But, as I have endeavoured to explain on other occasions, I really have no claim to rank myself among fatalistic, materialistic, or atheistic philosophers. Not among fatalists, for I take the conception of necessity to have a logical, and not a physical foundation; not among materialists, for I am utterly incapable of conceiving the existence of matter if there is no mind in which to picture that existence; not among atheists, for the problem of the ultimate cause of existence is one which seems to me to be hopelessly out of reach of my poor powers. Of all the senseless babble I have ever had occasion to read, the demonstrations of these philosophers who undertake to tell us all about the nature of God would be the worst, if they were not surpassed by the still greater absurdities of the philosophers who try to prove that there is no God.
And if this personal disclaimer should not be enough, let me further point out that a great many persons whose acuteness and learning will not be contested, and whose Christian piety, and, in some cases, strict orthodoxy, are above suspicion, have held more or less definitely the view that man is a conscious automaton.
It is held, for example, in substance, by the whole school of predestinarian theologians, typified by St. Augustine, Calvin, and Jonathan Edwards—the great work of the latter on the will showing in this, as in other cases, that the growth of physical science has introduced no new difficulties of principle into theological problems, but has merely given visible body, as it were, to those which already existed.
Among philosophers, the pious Geulincx and the whole school of occasionalist Cartesians held this view; the orthodox Leibnitz invented the term “automate spirituel,” and applied it to man; the fervent Christian, Hartley, was one of the chief advocates and best expositors of the doctrine; while another zealous apologist of Christianity in a sceptical age, and a contemporary of Hartley, Charles Bonnet, the Genevese naturalist, has embodied the doctrine in language of such precision and simplicity, that I will quote the little-known passage of his “Essai de Psychologie” at length:—
“Another Hypothesis concerning the Mechanism of Ideas.[55]

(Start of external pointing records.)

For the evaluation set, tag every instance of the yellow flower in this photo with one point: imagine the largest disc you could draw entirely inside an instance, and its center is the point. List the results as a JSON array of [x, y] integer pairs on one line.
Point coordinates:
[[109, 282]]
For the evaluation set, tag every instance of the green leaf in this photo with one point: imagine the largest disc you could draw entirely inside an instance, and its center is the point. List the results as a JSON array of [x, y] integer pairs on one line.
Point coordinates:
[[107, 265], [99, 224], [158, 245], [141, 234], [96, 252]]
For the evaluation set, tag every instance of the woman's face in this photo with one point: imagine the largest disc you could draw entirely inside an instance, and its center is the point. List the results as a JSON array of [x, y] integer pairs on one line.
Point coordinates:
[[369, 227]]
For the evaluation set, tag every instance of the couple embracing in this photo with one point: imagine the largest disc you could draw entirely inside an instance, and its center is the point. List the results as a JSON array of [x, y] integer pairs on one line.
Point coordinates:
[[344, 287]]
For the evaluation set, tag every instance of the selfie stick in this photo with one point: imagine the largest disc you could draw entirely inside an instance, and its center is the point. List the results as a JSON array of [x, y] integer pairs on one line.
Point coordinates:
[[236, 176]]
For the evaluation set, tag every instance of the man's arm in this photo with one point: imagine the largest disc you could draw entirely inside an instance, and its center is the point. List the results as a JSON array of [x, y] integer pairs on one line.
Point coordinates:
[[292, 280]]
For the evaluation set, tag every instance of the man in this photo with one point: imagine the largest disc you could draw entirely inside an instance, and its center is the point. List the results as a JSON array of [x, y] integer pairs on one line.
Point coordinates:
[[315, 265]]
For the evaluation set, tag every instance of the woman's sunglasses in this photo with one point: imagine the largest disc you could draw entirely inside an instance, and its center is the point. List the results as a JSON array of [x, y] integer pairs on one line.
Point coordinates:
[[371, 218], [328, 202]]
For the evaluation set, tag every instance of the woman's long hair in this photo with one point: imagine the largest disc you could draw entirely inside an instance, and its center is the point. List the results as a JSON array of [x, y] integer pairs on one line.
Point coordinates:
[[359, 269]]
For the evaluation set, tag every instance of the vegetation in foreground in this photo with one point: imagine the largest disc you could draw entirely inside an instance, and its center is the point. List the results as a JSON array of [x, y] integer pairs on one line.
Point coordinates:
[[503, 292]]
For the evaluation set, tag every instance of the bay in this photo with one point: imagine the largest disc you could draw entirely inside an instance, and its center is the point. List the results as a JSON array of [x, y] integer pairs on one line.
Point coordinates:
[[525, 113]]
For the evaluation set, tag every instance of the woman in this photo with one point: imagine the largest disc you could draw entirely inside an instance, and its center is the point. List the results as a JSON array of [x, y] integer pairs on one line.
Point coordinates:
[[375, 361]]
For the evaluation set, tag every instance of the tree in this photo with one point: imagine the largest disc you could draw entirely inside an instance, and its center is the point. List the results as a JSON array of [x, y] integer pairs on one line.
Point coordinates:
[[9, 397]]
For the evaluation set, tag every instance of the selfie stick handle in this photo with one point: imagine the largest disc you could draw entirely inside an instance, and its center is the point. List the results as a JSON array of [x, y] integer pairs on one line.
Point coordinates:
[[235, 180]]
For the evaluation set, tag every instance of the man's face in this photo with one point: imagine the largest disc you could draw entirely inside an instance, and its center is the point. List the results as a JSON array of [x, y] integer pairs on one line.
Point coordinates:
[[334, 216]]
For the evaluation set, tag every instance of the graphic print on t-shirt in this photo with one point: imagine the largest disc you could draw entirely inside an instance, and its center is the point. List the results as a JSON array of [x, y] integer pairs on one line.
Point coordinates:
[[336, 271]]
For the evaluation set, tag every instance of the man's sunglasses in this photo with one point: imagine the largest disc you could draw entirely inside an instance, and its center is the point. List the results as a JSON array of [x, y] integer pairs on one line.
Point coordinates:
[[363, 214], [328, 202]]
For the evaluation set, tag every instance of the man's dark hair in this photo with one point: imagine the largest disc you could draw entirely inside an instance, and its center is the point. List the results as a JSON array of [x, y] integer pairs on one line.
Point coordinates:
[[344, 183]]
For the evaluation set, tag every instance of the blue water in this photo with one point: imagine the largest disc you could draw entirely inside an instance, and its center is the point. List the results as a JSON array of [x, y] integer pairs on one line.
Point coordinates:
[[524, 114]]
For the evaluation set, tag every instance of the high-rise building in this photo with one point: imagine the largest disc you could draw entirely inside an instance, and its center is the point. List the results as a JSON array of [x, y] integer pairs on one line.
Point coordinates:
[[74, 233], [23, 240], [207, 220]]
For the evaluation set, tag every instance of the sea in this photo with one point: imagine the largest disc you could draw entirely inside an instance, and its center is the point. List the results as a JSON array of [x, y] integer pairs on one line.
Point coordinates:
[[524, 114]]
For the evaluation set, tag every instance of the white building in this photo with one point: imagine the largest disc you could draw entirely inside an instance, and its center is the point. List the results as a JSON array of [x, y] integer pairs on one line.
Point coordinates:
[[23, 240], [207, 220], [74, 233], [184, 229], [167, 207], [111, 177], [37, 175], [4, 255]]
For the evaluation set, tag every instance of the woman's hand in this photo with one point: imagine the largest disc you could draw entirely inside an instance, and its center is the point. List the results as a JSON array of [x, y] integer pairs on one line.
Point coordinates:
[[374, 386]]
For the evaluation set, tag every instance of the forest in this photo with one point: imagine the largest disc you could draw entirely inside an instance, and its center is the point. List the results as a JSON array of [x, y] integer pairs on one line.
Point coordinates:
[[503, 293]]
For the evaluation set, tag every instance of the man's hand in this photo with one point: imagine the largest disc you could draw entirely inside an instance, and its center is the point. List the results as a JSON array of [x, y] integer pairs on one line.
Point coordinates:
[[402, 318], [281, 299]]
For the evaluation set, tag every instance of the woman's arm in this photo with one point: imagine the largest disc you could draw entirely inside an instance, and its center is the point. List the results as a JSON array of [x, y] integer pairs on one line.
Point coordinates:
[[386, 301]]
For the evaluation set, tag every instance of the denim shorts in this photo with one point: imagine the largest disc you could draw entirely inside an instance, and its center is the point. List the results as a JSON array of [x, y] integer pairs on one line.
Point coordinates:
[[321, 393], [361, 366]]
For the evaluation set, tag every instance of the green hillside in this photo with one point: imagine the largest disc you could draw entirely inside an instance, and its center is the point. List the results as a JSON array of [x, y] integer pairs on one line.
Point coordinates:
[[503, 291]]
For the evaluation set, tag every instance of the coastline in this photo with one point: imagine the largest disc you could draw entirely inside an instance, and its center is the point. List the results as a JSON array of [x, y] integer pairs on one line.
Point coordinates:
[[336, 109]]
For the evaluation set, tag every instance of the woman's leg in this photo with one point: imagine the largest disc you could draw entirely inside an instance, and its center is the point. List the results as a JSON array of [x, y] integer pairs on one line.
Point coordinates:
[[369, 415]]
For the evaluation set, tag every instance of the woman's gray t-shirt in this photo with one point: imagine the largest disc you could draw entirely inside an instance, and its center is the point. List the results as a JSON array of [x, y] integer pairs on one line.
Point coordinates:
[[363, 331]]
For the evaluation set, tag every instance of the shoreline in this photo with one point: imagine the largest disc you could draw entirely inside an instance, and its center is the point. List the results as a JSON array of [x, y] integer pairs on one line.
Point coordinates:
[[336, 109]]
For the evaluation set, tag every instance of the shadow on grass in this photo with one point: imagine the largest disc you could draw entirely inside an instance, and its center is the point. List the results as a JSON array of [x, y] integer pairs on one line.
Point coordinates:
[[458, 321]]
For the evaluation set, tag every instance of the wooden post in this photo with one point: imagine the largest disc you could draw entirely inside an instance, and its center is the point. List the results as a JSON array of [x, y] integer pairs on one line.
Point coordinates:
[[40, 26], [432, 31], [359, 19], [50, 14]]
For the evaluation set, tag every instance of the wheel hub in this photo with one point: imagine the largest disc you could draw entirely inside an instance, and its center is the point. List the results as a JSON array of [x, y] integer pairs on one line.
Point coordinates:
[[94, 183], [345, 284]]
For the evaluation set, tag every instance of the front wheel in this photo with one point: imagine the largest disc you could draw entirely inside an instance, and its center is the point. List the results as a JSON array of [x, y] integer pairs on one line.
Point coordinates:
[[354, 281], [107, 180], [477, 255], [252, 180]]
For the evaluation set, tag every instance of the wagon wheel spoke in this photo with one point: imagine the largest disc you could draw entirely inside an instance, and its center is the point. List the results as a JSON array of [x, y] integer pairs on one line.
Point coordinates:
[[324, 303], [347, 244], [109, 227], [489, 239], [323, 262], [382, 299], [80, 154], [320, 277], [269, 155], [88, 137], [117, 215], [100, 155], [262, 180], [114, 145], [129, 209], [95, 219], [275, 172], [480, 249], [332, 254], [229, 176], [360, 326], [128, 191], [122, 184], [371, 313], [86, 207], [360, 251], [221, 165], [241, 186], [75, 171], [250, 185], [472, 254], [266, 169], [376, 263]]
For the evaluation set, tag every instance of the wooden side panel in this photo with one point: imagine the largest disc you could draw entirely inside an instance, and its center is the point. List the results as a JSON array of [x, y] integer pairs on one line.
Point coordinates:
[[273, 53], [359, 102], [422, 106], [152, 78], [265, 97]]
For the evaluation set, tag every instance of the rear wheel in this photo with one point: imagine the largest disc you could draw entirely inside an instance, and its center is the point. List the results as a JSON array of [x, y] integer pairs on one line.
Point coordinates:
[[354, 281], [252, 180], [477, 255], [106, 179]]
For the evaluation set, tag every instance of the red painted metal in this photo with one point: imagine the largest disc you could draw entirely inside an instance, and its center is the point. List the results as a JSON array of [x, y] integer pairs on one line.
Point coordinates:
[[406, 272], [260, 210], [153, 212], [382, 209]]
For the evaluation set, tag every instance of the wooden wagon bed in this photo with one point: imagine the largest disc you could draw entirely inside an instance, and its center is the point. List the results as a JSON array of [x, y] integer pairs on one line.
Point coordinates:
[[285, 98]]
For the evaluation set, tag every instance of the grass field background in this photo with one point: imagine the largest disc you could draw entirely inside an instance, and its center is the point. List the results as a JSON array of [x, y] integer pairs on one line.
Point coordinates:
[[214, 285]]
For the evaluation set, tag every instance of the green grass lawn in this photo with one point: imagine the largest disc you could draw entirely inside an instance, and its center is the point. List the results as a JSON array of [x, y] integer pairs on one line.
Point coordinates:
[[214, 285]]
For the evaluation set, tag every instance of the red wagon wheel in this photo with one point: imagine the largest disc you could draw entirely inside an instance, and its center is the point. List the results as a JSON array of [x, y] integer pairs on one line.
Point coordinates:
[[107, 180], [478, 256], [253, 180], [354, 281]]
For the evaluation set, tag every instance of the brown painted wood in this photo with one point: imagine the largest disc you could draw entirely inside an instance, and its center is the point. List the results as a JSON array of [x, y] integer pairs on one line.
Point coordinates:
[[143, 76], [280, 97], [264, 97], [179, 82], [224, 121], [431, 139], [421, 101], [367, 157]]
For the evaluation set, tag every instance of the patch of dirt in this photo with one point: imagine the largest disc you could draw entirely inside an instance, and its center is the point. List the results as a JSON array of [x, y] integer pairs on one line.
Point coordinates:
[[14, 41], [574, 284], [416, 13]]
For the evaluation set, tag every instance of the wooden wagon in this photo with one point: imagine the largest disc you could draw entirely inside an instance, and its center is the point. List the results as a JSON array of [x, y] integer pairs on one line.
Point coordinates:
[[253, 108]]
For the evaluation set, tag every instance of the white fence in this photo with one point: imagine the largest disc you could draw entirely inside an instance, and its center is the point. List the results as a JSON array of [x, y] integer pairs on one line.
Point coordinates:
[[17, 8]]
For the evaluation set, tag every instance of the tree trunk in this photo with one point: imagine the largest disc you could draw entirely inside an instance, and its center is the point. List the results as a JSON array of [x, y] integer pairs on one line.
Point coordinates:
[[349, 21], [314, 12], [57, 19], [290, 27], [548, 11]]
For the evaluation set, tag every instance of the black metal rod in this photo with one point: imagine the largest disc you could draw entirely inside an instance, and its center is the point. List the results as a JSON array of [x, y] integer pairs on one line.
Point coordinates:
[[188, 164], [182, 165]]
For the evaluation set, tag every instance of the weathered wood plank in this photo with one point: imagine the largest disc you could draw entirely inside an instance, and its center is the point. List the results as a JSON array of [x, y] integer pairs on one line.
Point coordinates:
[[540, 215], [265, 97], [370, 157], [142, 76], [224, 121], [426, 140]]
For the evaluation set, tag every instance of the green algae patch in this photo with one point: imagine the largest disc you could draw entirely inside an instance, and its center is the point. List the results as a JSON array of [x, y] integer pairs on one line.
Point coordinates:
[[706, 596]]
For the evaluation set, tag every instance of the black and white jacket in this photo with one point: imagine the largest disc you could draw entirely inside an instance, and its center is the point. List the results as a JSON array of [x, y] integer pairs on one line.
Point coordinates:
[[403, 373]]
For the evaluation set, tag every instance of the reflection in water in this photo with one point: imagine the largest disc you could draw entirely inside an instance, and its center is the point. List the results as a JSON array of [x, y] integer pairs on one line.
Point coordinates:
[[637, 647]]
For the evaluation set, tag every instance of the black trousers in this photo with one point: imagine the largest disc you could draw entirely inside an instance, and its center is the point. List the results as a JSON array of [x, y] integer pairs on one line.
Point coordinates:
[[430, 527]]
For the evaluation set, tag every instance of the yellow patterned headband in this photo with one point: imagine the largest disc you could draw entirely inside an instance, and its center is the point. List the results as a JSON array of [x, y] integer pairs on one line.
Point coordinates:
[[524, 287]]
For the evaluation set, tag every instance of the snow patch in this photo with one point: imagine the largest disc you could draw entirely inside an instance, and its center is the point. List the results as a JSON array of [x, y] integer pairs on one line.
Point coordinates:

“Philosophers accustomed to judge of things by that which they are in themselves, and not by their relation to received ideas, would not be shocked if they met with the proposition that the soul is a mere spectator of the movements of its body: that the latter performs of itself all that series of actions which constitutes life: that it moves of itself: that it is the body alone which reproduces ideas, compares and arranges them; which forms reasonings, imagines and executes plans of all kinds, etc. This hypothesis, though perhaps of an excessive boldness, nevertheless deserves some consideration.
“It is not to be denied that Supreme Power could create an automaton which should exactly imitate all the external and internal actions of man.
“I understand by external actions, all those movements which pass under our eyes; I term internal actions, all the motions which in the natural state cannot be observed because they take place in the interior of the body—such as the movements of digestion, circulation, sensation, etc. Moreover, I include in this category the movements which give rise to ideas, whatever be their nature.
“In the automaton which we are considering everything would be precisely determined. Everything would occur according to the rules of the most admirable mechanism: one state would succeed another state, one operation would lead to another operation, according to invariable laws; motion would become alternately cause and effect, effect and cause; reaction would answer to action, and reproduction to production.
“Constructed with definite relations to the activity of the beings which compose the world, the automaton would receive impressions from it, and, in faithful correspondence thereto, it would execute a corresponding series of motions.